A similar, homeopathically patterned performance of mourning is enacted in Pan’s invention of the pipes out of the reeds into which Sphinx had been transformed by her sisters. This story, as Sacks notes, offers a rich portrayal of “one of the most profound issues to beset any mourner,” namely “his surviving yet painfully altered sexuality”:
“In the story of Pan’s invention of the pipes, we have a clear example of how the sexual impulse is continued yet displaced onto a symbolic of itself, and onto an instrument for assuaging the sorrow of that displacement. Granted, the pipe or the flute is appropriate to mourning, for it joins a sighing breath to hollowness. At the same time, its phallic nature is obvious, ad it is far from arbitrary that the goatlike Pan, associated with Priapus, should be the one to invent this woeful, reedlike instrument; or that he, together with the flute’s blend of plaintiveness and oblique sexuality, should be so integral to the elegy.”
In each of these mythological performances of “consolatory figuration” the cutting and subsequent shaping of an organic material – its transformation, in other words, into a medium of art – empowers the mourner to survive his loss. In both cases the mourner inherit’s the power and title of singer and poet. Commenting on the parallels between these ancient tales of successful mourning and patterns of oedipal resolution, Sacks remarks:
“At the core of each procedure is the renunciatory experience of loss and the acceptance, not just of a substitute, but of the very means and practice of substitution.
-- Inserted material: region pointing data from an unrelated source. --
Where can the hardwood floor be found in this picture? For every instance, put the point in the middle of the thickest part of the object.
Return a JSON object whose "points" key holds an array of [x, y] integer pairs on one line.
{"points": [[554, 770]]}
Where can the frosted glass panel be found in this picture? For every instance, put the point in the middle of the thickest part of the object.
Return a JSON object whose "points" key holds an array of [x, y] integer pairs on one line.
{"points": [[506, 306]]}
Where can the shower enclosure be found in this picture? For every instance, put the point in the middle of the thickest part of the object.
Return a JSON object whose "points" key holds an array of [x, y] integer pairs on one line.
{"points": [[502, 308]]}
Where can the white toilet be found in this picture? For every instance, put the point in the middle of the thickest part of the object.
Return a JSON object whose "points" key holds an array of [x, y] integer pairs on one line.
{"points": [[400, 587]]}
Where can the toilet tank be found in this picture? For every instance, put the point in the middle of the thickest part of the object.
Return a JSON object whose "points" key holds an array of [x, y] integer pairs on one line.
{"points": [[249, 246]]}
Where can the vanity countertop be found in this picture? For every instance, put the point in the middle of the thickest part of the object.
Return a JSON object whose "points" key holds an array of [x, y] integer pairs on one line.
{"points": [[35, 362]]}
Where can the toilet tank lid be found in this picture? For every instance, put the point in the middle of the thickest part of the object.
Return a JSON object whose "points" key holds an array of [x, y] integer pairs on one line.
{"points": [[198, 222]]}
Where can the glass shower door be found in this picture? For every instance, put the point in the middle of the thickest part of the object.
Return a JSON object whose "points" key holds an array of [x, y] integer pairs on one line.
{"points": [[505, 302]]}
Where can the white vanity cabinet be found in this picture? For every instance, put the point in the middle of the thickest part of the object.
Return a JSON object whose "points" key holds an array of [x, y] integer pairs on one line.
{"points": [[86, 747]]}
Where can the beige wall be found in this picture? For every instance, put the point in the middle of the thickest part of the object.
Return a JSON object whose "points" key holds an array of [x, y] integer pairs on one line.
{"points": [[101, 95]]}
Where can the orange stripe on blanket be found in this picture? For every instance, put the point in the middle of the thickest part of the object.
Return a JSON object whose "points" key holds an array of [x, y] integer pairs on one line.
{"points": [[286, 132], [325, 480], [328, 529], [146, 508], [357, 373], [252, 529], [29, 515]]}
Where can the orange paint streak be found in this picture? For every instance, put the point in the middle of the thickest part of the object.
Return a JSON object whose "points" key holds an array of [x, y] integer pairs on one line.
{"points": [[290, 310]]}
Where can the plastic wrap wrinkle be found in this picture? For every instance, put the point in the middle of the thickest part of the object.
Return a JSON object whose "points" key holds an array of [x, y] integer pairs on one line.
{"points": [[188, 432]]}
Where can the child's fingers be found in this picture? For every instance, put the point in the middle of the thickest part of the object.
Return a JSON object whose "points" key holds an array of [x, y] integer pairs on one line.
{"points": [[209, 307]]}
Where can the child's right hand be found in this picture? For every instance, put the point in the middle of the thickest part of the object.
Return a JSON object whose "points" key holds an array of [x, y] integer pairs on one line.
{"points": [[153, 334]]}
In each case such an acceptance is the price of survival; and in each case a successful resolution is not merely deprivatory, but offers a form of compensatory reward. The elegist’s reward, especially, resembles or augments that of the child – both involve inherited legacies and consoling identifications with symbolic, even immortal, figures of power.”
The self constitutes itself by homeopathically integrating the loss of its narcissistic fantasies of centrality and omnipotence.”
What is being suggested in the above excerpt regarding film production in Germany following World War II, is that the film artwork was actually an avenue for the German people to reshape the Nazi interlude and keep it alive in their lives. They had just be detached from a “father figure”, Hitler, who served to reinforce their ego-ideal.
In making a comparison to forms of symbolic restructuring, consider the following photo:
One may assume, upon first inspection of the photo, the individual may be suffering from a form of gender disphoria or disturbances during the Oedipal phase of development.
However, the primary reason for given for the necessity of this type of surgical procedure is to try and achieve heightened sexuality or advanced sexual pleasure. Since the mind is the seat of orgasm, and the mind is also the seat of the ego, one might associate a form of empowerment through the manipulation of the genitals. One might also inquire as to the psychology responsible for the “numbing” of the sexual pleasure or what psychic pain may be preventing the full enjoyment of consummation in the sexual act? An interesting question to posit regarding culture here as well, “Is this procedure mostly performed on white males?”